Here I am, wrestling with my own insecurities. As I write this, God is calling me to something deeper still. Although I may not be where I wish I could be spiritually, I know that what Paul wrote to the church in Philippi remains true today. We were reading through Philippians 1:1-11 tonight in youth group bible study and two verses stood out to me specifically.  Verses 3-5 say, “I thank my God in all my remembrance of you, always offering prayer with joy in my every prayer for you all, in view of your participation in the gospel from the first day until now.” I was challenged by this because I know that I couldn’t say that I have participated in the gospel from the day I was saved until today. Many days have gone by that I haven’t walked with the Lord. I let that sit heavily on my heart and began to lean into the shame and guilt that came along with these thoughts. God doesn’t have Paul stop there though.
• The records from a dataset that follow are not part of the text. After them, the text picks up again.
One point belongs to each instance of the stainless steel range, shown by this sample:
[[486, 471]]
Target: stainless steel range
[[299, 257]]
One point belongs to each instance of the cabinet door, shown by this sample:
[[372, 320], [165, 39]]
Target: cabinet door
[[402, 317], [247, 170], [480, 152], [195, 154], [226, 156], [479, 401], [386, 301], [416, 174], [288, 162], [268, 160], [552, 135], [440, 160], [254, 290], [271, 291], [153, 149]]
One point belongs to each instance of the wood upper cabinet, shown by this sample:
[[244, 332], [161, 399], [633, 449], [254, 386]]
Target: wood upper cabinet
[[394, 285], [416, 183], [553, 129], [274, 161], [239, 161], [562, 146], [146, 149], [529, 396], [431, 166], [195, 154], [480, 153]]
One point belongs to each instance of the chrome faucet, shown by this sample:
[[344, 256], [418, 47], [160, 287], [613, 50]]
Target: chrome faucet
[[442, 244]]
He continues on by saying, For I am confident of this very thing, that He who began a good work in you will perfect it until the day of Christ Jesus.” Here I can rest assured that although I may have been the wayward child in the past, and I may not be where I had hoped to be spiritually today, I can continue moving onward with the Lord and trust that He will produce in me what He desires and in His timing.

Colossians 3:2-3 says, “Set your minds on things above, not on earthly things. For you died, and your life is now hidden with Christ in God.” I could sit and dwindle away in my past, or I could even look at other wiser women around me and lean into the feeling of inadequacy; both are options that myself and many others take at various moments. Today, and everyday, I will take those thoughts captive though. Each day I want to die to myself over and over again. To play any comparison game where I’m measuring my growth or capability is to both forget that I am completely bankrupt alone and I have taken my eyes off the Author and Perfector of my faith. None of us will ever “measure up” and that is why God sent His Son to sacrifice Himself on our behalf. We could never do what was needed to be accomplished and to kid ourselves into anything evocative of this would be to cheapen the cross. “But we are all as an unclean thing, and all our righteousness’s are as filthy rags; and we all do fade as a leaf; and our iniquities, like the wind, have taken us away.” Isaiah 64:6 shows us that our very best in our own effort is dishonorable.
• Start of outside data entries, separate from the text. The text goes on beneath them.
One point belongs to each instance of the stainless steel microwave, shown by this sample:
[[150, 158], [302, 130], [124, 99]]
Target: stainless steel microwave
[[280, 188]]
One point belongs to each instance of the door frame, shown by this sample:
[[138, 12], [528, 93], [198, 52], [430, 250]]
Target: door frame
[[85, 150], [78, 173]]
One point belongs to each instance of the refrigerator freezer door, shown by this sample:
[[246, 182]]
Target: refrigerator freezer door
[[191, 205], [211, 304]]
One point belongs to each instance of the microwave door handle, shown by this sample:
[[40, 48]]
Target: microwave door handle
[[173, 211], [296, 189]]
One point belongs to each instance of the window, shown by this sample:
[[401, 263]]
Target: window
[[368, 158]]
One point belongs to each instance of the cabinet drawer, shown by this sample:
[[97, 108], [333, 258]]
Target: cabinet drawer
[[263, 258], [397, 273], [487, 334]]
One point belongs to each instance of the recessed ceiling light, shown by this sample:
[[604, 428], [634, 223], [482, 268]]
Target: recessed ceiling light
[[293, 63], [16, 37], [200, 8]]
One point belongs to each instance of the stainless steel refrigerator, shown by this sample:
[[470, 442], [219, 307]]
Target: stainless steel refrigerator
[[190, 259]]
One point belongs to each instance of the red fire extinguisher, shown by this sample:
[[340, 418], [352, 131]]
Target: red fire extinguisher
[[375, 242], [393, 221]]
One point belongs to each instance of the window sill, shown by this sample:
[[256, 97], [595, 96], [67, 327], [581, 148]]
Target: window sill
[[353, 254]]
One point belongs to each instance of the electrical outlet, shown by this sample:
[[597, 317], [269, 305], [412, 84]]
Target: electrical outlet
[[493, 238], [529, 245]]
Practically then, when I feel these insecurities begin to bubble up again or I’m tempted to sink into anxieties/depression, I will pause to take it captive. I will not be held hostage by my thought life but instead hand it over to the Lord and let Him speak truth that can pierce the heart. I can set these things down at the foot of the cross and know that my God has already won the war. “It is finished” rings in my ears as I let go of wistful thinking and grab hold of the gospel.